To install, follow these instructions on StackOverflow or my tweaked version below.
- Check to see if you have Java 8 by running
/usr/libexec/java_home -V
in the terminal. If you have it already, skip to step 4. Note: the version number should read something like 1.8.* - Download Java 8 from https://www.oracle.com/java/technologies/javase/javase-jdk8-downloads.html (I had to register to download)
- Run
/usr/libexec/java_home -V
in the terminal again to check that the install worked - Add the
JAVA_HOME
variable to your bash profile and your .Renviron file. To do so, either run the code below in the terminal OR (if you run into problems…)
echo "export JAVA_HOME=$(/usr/libexec/java_home -v 1.8)" >> $HOME/.bash_profile
echo "JAVA_HOME='$(/usr/libexec/java_home -v 1.8)'" >> $HOME/.Renviron
To add manually:
- Open your bash profile (
open ~/.bash_profile
in the terminal) and addexport JAVA_HOME=$(/usr/libexec/java_home -v 1.8)
on a new line - Open your .Renviron file (
open ~/.Renviron
) and addJAVA_HOME='/Library/Java/JavaVirtualMachines/adoptopenjdk-8.jdk/Contents/Home'
(replace the path with the output of/usr/libexec/java_home -v 1.8
if your path is different)
Step 1: Install the client
- If you have it installed already, uninstall PySpark:
pip uninstall pyspark
- Install the Databricks Connect client:
pip install -U databricks-connect==6.4.*
(make sure you get your Databricks version right!)

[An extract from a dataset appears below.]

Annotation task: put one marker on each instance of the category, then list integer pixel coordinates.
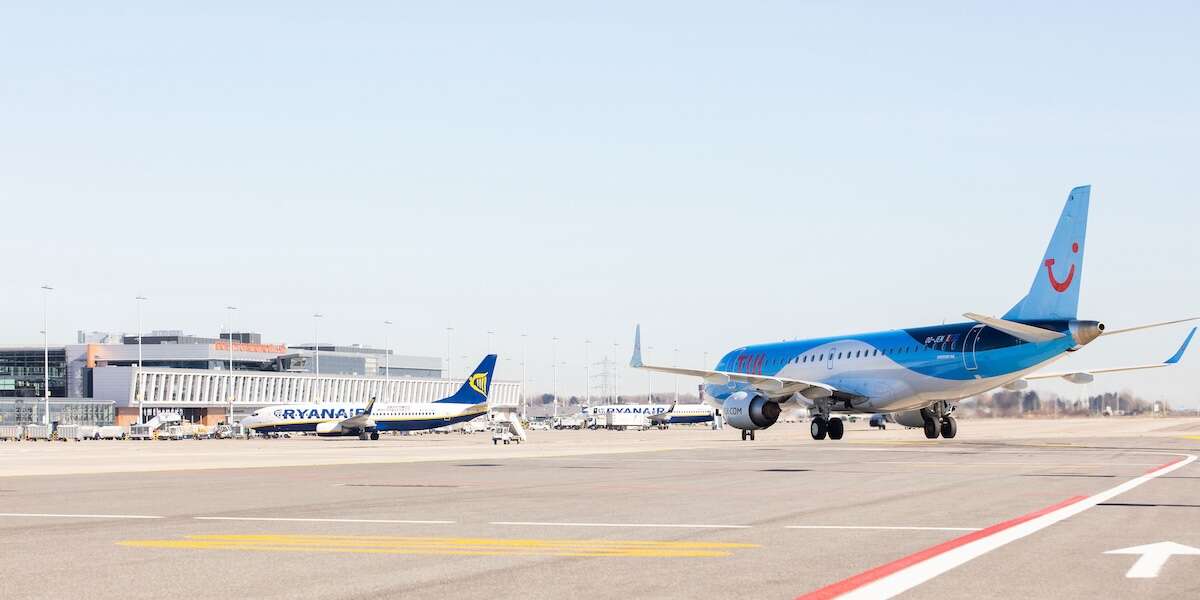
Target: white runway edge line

Step 2: Configure connection properties
You will need the following configuration properties:
- URL: https://yourgroupname.cloud.databricks.com/
- User token: get your personal access token with these instructions
- Cluster ID (see image below from the official docs)
- Org ID: ### (don’t remember how I got this but it was part of the process)
- Port: 15001
- Run
databricks-connect configure
and follow the instructions, filling in the configuration properties as written above - Not 100% sure if this is necessary at this stage but eventually you’ll want to set SPARK_HOME in your bash profile & .Renviron files. Use
databricks-connect get-spark-home
to get the appropriate path.
echo "export SPARK_HOME='/usr/local/lib/python3.7/site-packages/pyspark'" >> $HOME/.bash_profile
echo "SPARK_HOME='/usr/local/lib/python3.7/site-packages/pyspark'" >> $HOME/.Renviron
(Use the manual method from above if you run into problems.)
- Run
databricks-connect test
to check that the connection worked – if it worked, you’ll eventually get the message,All tests passed.

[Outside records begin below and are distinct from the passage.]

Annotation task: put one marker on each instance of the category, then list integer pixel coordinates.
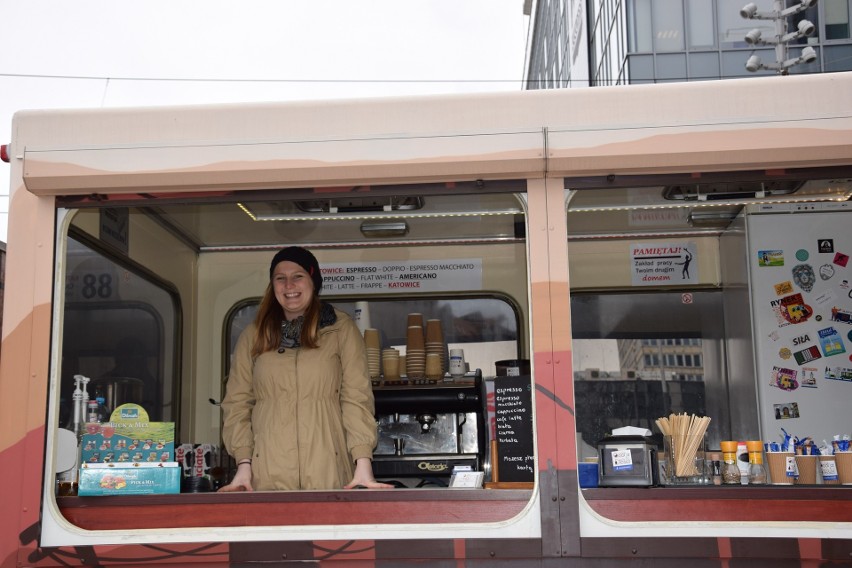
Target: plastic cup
(807, 466)
(844, 467)
(782, 467)
(828, 468)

. Try restarting your computer & running again if you have problems. This worked for me! Initially, I got the error message below, but it went away when I tried a week later (probably because I had restarted my computer):
Testing scala command Could not find valid SPARK_HOME while searching [‘/Users/irenesteves’, ‘/usr/local/bin’]
Step 3: set up in R
There is RStudio set-up information in the Databricks documentation, but I found a bit of extra information in the RStudio documentation pages.
To start, you need to install sparklyr
:
# Install sparklyr if you don't already have it
# install.packages("sparklyr")
# Check to see if Spark has already been succesfully installed locally
sparklyr::spark_install_find()
# If not, install Spark locally
sparklyr::spark_install()
If you don’t have the JAVA_HOME
and SPARK_HOME
variables set in your .Renviron file yet, now is the time to do it (run the echo commands above or manually edit them using usethis::edit_r_environ()
). Once they’re set, you should be able to run the following anytime to get connected in R:
library(tidyverse)
library(sparklyr)
library(dbplyr)
sc <- spark_connect(method = "databricks")
You should be able to see all the Databricks tables in the Connections pane:
To see if you can actually work with the tables, test one out:
fi <- tbl(sc, "fireincidents")
# run `fi` to preview the "lazy" table
fi %>% count(`Ignition Cause`)
# you can use `collect()` to bring the data into R -- it can be heavy!
When you finish using your connection, simply disconnect with spark_disconnect(sc)
.
Conclusion
It’s a long and arduous process that requires lots of googling and stack-overflowing, but hopefully this post saved you a bit of time and pain.